Let us walk through the process of troubleshooting common DNS issues. For example, a customer just transferred the domain “awskcvideos.com” to Route53 and cannot resolve records in their hosted zone after completing the transfer. For DNS records to resolve properly after transferring or registering a domain on Route53, the Route53 name servers on your hosted zone need to match the name servers on the Registered Domain section on the Route53 console. Here’s how you verify this.
Step 1: After you sign an AWS management console, navigate to the Amazon Route53 console.
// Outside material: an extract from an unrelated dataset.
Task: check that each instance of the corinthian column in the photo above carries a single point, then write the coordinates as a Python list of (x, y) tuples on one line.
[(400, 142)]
Step 2: In the navigation panel, choose Registered Domains.
Step 3: Click the desired domain name.
Step 4:Take note of the four nameservers.
Step 5: In the navigation panel choose the hosted zone and click the domain name.
Step 6: Take note of the four name servers in the hosted zone and verify the name servers listed in both sections marked.
In this case, the customer with the domain “awskcvideos.com” will not be able to resolve any record in their hosted zone. The solution is to update the nameservers in the registered domain section with the nameservers in their Route53 hosted zone.
Other common DNS errors include SERVFAIL and REFUSED. A SERVFAIL DNS response indicates the DNS server was unable to process this query due to a problem with the authoritative nameserver. A SERVFAIL response is also a common response for certain DNSSEC validations that are unsuccessful. To fix this, verify the DNS service provider supports DNSSEC and the authoritative nameserver on the Registered Domain section are reachable and valid for the domain. A REFUSED response indicates the nameserver is not authoritative for that domain, meaning it does not have the records for that domain in its zone file. To fix this, verify the correct nameservers in the hosted zone updated on the Registered Domain section of the Route53 console.